For face-locked stills, Nano Banana 2 leads. For outfit and pose changes that keep the face, Flux Kontext is strongest. For video, Vidu and Kling 3 hold the subject well when fed a high-quality character still as the reference.
Can I keep the character consistent in video?
Yes. The trick is to lock the character with image generations first, then chain the strongest still into the video node. Feeding the original reference straight into a video model usually works less well than the chained approach because the video model anchors more reliably to a high-fidelity still than to a portrait it has to interpret.

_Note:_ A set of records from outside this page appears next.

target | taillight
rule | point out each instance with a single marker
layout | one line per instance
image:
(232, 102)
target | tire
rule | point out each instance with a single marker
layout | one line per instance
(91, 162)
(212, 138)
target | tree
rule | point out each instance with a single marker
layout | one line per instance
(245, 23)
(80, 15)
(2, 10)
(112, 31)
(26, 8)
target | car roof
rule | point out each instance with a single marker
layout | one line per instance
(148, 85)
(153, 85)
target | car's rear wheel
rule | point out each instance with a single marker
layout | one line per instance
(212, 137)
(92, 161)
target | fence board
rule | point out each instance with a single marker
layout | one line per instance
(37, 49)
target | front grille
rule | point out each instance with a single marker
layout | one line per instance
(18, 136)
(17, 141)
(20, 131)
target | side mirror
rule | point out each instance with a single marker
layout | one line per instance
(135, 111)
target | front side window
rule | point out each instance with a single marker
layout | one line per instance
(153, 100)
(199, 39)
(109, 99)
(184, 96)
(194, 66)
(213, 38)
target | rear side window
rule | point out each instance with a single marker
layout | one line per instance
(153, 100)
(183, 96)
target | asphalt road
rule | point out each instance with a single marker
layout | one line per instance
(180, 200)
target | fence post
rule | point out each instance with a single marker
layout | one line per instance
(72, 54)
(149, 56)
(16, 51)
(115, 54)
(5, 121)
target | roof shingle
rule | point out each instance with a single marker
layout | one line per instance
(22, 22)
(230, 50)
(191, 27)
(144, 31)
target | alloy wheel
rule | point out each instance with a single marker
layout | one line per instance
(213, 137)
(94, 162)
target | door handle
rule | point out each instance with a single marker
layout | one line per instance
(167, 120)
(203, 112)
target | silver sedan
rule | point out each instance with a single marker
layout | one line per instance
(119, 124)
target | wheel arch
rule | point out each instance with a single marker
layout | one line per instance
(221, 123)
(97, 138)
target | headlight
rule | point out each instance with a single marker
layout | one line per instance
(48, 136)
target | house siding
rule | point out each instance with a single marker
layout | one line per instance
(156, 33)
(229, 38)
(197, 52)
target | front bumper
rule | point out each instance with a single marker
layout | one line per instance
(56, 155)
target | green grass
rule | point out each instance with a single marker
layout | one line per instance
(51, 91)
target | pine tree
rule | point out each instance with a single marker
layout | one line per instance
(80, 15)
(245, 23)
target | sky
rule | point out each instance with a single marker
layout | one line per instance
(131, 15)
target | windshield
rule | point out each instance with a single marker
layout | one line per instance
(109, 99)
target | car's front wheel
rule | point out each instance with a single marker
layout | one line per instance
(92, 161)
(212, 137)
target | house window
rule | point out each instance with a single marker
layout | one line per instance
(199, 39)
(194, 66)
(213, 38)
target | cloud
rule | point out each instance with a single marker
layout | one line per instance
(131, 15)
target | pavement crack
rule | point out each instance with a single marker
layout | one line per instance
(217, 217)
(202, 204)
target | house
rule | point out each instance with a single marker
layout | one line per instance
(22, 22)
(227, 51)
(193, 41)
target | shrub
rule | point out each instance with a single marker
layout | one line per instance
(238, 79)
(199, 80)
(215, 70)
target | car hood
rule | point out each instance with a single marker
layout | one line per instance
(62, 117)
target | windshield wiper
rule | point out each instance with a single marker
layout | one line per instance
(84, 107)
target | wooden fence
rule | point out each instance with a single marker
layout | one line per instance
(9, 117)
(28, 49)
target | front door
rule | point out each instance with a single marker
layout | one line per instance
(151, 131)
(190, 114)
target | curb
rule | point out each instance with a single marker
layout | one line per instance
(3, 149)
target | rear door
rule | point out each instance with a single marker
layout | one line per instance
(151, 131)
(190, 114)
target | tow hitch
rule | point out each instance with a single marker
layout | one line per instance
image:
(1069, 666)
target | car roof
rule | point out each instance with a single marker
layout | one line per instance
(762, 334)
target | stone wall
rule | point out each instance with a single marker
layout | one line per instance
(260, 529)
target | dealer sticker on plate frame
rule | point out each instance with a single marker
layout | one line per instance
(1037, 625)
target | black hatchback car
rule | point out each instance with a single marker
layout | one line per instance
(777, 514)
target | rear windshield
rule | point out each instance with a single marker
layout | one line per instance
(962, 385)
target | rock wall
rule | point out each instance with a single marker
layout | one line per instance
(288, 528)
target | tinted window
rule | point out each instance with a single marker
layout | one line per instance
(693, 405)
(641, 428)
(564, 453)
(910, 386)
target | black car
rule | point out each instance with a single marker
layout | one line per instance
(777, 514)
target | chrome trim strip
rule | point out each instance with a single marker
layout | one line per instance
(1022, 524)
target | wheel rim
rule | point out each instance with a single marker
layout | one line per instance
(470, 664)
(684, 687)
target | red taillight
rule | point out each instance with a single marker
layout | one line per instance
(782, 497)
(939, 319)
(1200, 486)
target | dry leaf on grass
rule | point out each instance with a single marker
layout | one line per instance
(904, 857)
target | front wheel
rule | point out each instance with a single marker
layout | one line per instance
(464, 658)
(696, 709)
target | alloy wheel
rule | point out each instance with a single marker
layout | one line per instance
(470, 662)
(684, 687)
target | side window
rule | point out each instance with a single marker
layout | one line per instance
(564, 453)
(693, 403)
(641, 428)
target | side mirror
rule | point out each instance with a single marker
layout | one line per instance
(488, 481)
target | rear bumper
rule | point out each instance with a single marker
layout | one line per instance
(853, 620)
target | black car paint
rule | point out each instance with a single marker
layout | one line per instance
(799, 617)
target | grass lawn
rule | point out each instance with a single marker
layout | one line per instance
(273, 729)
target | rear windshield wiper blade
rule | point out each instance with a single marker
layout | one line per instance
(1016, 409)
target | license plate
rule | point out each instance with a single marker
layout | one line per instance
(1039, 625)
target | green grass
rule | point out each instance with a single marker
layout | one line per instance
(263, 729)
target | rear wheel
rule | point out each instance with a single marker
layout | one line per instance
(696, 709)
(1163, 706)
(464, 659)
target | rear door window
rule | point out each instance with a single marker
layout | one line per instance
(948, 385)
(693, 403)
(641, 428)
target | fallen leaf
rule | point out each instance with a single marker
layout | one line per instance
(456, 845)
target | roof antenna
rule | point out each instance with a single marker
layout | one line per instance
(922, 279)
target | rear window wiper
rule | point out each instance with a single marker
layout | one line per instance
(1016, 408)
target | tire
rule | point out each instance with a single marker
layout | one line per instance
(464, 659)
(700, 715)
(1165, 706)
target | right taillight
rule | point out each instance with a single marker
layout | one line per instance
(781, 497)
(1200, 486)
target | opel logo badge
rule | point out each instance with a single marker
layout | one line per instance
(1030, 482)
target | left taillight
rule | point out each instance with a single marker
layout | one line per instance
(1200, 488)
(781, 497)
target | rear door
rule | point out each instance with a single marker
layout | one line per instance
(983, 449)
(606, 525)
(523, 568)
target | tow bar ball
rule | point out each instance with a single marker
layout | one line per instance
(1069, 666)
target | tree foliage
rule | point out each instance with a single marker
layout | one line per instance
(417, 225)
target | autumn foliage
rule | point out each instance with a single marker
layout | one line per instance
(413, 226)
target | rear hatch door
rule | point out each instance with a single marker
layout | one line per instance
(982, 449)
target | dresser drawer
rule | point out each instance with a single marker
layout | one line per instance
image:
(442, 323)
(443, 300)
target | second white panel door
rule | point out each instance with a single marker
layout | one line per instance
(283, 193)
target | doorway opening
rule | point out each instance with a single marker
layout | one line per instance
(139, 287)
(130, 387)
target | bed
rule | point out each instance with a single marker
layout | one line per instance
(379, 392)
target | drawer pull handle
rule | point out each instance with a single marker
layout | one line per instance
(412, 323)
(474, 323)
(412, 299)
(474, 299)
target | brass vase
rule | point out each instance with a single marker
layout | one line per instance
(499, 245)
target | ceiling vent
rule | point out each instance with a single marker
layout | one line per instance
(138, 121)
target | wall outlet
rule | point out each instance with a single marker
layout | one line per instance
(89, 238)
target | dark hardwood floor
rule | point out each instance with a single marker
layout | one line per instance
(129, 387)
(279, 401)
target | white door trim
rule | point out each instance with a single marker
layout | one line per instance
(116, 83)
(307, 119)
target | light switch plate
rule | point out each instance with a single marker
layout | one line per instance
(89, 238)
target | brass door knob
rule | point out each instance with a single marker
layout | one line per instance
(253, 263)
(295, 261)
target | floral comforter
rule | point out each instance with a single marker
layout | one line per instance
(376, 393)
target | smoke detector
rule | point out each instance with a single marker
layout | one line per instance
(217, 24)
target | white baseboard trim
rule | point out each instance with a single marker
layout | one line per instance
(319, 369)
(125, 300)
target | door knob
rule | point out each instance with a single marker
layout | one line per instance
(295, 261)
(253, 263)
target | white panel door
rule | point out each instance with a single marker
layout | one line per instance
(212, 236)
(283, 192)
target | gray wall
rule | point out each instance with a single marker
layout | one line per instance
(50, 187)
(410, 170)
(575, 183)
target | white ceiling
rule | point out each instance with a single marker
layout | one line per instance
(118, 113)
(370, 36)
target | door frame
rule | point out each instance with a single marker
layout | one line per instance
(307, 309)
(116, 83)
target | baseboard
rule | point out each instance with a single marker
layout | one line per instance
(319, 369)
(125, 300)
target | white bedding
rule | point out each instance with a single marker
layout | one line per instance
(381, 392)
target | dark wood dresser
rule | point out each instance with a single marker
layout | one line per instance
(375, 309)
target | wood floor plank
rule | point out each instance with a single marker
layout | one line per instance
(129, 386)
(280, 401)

How do I handle outfit changes without breaking identity?
Use Flux Kontext with the canonical reference and a prompt that describes the new outfit. Flux Kontext is built for scene and outfit edits while preserving the face — far more reliable than re-prompting from scratch.
How is this different from OpenArt character mode?
OpenArt's character mode is a guided UI inside one tool. Martini lets you build a character chain across multiple best-in-class models — Nano Banana 2, Flux Kontext, Vidu, Kling — on one canvas, then save the chain as a reusable template. The character becomes a real asset across image and video, not just a session inside a single tool.
Do I need to retrain a model on my character?
No. Reference-based generation skips the training step entirely. Drop your portrait, wire it into the chain, and run. Training a custom LoRA or fine-tune is still possible for advanced use cases, but the reference-driven canvas covers the majority of consistency needs out of the box.
Can I use a real person as the character reference?
You can if you have rights and consent — common for spokespersons, executives, or contracted talent. For unlicensed celebrities or public figures, do not. Reference-based identity locking is powerful and the responsibility for usage rights sits with you.